Church blasts case: Eight convicts escape gallows

Church blasts case: Eight convicts escape gallows

 The High Court on Wednesday upheld the conviction of all the persons in the serial church blasts cases of June-July 2000.

The court, however, commuted to life term the death penalty awarded to eight of the convicts by a special court in November 2008 on the charge of waging a war against India and creating religious disharmony.

The special court had sentenced some of the convicts to death and others to life imprisonment in connection with the blasts which took place at churches in Wadi in Kalaburagi district, Keshwapur in Hubballi district and JJ Nagar in Bengaluru during June-July 2000.

Pronouncing the judgement after hearing various criminal appeals and criminal reference cases, a division bench comprising Justice N Kumar and Justice Rathnakala upheld the lower court order of life imprisonment for some of the accused.
The eight whose sentence has been commuted to life imprisonment from death penalty are: Syed Mohammed Ibrahim who worked as an accounts manager in a private firm and is accused in the blast at the St Peter and Paul Church in JJ Nagar in Bengaluru; Izhar Baig, agarbatthi seller; Syed Abbas Ali, carpenter; Mohammed Sharafuddin, bookseller; Mohammed Khalid Chowdhury, AC mechanic; and Sheikh Ashim Ali, videographer, were accused of carrying out blasts at St Ann’s Church in Wadi; Syed Muraudin Mulah, a railway employee, and Mohammed Akil Ahmed, chilli seller, were accused of involvement in the blast at St John Lutheran Church in Keshwapur, Hubballi.

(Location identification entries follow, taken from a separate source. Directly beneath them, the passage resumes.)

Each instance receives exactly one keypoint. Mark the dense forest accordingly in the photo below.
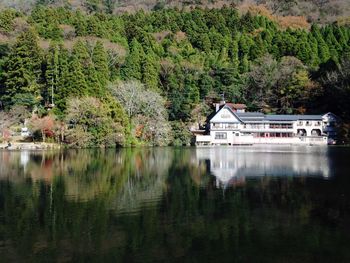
(100, 79)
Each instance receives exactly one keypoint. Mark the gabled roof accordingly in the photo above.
(237, 106)
(288, 117)
(231, 111)
(250, 116)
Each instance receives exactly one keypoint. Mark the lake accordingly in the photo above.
(210, 204)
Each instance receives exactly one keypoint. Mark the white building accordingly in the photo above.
(230, 126)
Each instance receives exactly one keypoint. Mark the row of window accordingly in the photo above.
(309, 123)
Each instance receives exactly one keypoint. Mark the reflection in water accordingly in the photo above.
(167, 204)
(231, 165)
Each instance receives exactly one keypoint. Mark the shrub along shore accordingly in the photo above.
(103, 80)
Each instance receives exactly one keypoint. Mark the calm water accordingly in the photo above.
(243, 204)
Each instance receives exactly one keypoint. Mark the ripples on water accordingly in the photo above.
(222, 204)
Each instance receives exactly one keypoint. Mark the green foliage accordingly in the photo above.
(182, 55)
(22, 71)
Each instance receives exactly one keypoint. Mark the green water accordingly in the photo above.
(243, 204)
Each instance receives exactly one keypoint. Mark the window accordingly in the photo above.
(221, 135)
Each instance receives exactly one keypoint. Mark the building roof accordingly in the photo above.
(288, 117)
(237, 106)
(261, 117)
(250, 116)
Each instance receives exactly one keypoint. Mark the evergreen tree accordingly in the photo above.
(100, 61)
(150, 71)
(234, 55)
(132, 67)
(52, 74)
(23, 70)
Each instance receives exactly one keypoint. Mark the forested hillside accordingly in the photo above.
(146, 77)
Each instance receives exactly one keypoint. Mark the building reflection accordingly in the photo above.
(232, 165)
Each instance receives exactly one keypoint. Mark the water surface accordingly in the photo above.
(210, 204)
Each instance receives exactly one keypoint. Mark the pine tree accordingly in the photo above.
(23, 71)
(234, 55)
(150, 71)
(100, 61)
(132, 67)
(52, 73)
(76, 81)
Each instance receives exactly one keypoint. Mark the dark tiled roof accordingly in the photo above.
(237, 106)
(285, 117)
(258, 116)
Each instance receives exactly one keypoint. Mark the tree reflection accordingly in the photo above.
(165, 204)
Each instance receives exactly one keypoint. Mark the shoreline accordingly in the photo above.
(29, 146)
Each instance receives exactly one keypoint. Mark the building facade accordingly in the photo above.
(232, 127)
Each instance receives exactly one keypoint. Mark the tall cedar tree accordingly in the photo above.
(23, 71)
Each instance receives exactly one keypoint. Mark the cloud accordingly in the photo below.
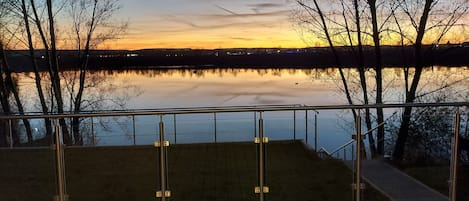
(266, 5)
(241, 38)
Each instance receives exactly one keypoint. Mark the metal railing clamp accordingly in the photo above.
(362, 186)
(257, 140)
(257, 189)
(158, 143)
(159, 194)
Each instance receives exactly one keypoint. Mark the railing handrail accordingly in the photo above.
(350, 141)
(229, 109)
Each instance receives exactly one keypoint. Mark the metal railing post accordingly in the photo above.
(315, 130)
(306, 127)
(261, 189)
(255, 124)
(92, 132)
(162, 145)
(174, 125)
(358, 185)
(10, 133)
(60, 166)
(215, 126)
(294, 124)
(133, 129)
(454, 159)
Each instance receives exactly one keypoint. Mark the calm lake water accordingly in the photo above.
(176, 88)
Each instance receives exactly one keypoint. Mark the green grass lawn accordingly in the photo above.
(223, 171)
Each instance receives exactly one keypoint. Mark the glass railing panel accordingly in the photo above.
(209, 171)
(111, 173)
(27, 170)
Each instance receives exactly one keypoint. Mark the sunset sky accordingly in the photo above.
(207, 24)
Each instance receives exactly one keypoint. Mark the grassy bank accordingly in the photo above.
(225, 171)
(437, 175)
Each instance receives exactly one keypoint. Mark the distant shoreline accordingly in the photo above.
(393, 56)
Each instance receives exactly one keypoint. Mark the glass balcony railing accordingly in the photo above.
(281, 152)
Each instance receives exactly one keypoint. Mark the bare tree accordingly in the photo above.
(92, 25)
(423, 21)
(8, 83)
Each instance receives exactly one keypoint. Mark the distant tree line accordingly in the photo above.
(355, 23)
(33, 25)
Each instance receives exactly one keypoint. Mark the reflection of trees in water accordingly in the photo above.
(101, 92)
(430, 129)
(220, 72)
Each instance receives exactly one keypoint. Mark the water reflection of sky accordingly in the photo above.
(240, 87)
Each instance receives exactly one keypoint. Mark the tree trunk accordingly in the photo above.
(361, 71)
(410, 96)
(55, 74)
(379, 77)
(42, 100)
(9, 83)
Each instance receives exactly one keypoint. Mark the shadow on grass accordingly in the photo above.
(224, 171)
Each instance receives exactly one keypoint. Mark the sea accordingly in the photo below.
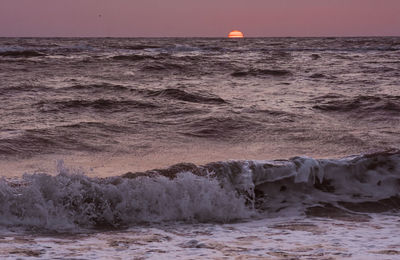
(200, 148)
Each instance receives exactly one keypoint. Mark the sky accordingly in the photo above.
(198, 18)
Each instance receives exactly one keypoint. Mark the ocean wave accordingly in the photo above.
(360, 104)
(182, 95)
(133, 57)
(22, 53)
(100, 87)
(101, 105)
(261, 72)
(219, 191)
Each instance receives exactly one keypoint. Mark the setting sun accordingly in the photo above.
(235, 34)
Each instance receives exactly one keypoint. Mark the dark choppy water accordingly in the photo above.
(121, 107)
(242, 99)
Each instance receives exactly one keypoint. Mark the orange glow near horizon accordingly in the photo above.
(235, 34)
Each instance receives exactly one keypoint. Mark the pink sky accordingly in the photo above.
(210, 18)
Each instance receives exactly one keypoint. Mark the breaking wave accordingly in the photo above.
(215, 192)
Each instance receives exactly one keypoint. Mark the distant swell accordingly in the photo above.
(261, 72)
(22, 54)
(360, 104)
(219, 191)
(182, 95)
(101, 105)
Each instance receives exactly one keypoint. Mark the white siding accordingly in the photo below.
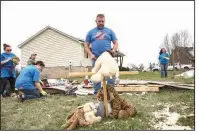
(54, 49)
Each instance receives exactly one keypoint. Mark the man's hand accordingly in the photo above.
(43, 93)
(113, 52)
(9, 59)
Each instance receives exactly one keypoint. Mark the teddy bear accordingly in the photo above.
(105, 66)
(84, 115)
(120, 107)
(75, 119)
(90, 112)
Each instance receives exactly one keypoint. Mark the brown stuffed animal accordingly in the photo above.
(120, 107)
(76, 119)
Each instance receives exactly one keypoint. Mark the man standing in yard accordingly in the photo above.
(31, 60)
(28, 82)
(100, 37)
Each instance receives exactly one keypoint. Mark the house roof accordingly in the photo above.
(188, 51)
(45, 29)
(62, 33)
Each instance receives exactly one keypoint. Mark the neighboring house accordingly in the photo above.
(58, 50)
(183, 55)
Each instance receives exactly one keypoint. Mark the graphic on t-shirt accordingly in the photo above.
(100, 35)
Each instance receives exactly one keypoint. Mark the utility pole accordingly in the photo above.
(173, 61)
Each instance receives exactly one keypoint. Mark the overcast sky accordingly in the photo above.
(139, 26)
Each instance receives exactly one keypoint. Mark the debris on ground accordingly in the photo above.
(168, 120)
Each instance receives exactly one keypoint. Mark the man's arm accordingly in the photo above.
(86, 47)
(115, 45)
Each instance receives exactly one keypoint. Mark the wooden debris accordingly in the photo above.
(142, 88)
(151, 85)
(79, 74)
(54, 90)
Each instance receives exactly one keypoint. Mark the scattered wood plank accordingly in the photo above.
(129, 85)
(54, 90)
(79, 74)
(140, 89)
(189, 85)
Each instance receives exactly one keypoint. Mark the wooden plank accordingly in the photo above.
(105, 97)
(79, 74)
(188, 85)
(141, 89)
(139, 85)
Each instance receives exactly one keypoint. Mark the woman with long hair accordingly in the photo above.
(164, 60)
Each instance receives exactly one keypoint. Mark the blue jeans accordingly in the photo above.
(30, 94)
(163, 69)
(97, 86)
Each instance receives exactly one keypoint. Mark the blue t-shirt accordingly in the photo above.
(100, 38)
(7, 69)
(27, 78)
(162, 59)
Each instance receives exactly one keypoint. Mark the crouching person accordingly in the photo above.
(28, 82)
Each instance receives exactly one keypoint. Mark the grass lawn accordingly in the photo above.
(167, 109)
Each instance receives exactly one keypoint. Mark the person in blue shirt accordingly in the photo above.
(28, 82)
(163, 59)
(8, 70)
(100, 37)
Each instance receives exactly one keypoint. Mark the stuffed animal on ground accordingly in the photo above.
(90, 112)
(101, 109)
(84, 115)
(105, 66)
(76, 119)
(120, 107)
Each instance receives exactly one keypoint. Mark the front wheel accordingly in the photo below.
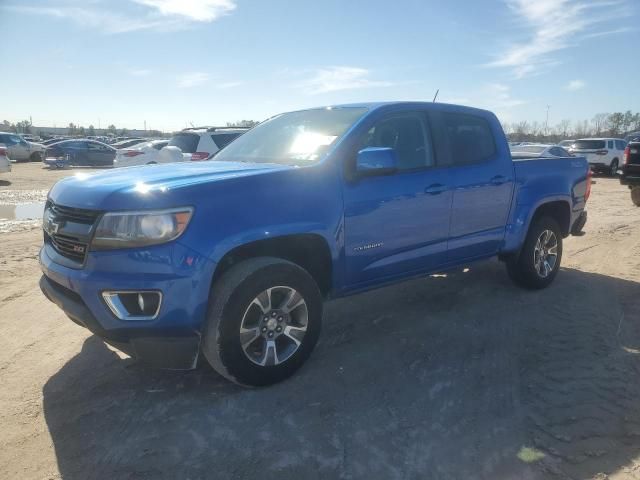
(263, 321)
(538, 262)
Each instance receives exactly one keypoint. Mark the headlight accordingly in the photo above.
(139, 229)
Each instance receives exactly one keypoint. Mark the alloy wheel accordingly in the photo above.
(545, 253)
(273, 326)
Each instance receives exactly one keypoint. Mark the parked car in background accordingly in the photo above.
(633, 136)
(233, 258)
(142, 154)
(30, 138)
(129, 142)
(538, 151)
(630, 175)
(80, 153)
(21, 150)
(5, 163)
(603, 154)
(203, 142)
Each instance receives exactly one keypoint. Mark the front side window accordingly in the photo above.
(589, 144)
(224, 139)
(470, 138)
(407, 135)
(296, 138)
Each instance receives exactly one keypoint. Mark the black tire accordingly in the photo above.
(613, 169)
(522, 267)
(232, 296)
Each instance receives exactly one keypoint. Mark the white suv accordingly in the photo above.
(201, 143)
(603, 154)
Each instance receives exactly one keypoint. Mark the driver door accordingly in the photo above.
(397, 224)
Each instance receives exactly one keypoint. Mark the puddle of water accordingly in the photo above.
(25, 211)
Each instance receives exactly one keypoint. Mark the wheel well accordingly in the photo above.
(560, 211)
(309, 251)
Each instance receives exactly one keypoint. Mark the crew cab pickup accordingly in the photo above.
(630, 175)
(232, 258)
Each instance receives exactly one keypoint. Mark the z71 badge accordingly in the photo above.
(368, 246)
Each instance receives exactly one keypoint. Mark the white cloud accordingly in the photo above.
(498, 97)
(574, 85)
(139, 72)
(192, 79)
(159, 15)
(555, 25)
(333, 79)
(195, 10)
(225, 85)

The bench, citing several Supreme Court orders, stated that the extreme penalty of death sentence need not be imposed except in the rarest case of extreme culpability. The life imprisonment is a rule and death sentence is an exception.
There was no loss of life in the incidents, and as the intention of the attackers was not to kill any person but to bring hatred among different communities, death penalty was modified and reduced to life imprisonment.

The bench said the accused were the members of Deendar Anjuman Ashram and were bound to a common philosophy – Islam is the only religion in the world and believed in the prophecy India would become an Islamic state.

The accused had generated pamphlets meant to bring disharmony between Hindus and Christians to create communal disturbance in the entire country, it said.

The order states that as Deendar Anjuman is now a banned organisation, it is of utmost importance that “a strong message is to be sent to all these misguided, evil-minded elements in the society and in particular, the youth of the Muslim community, to desist from indulging in any such anti-national activities, lest the entire community gets a bad name. This is a country and State, which equally belongs to all religious denominations.”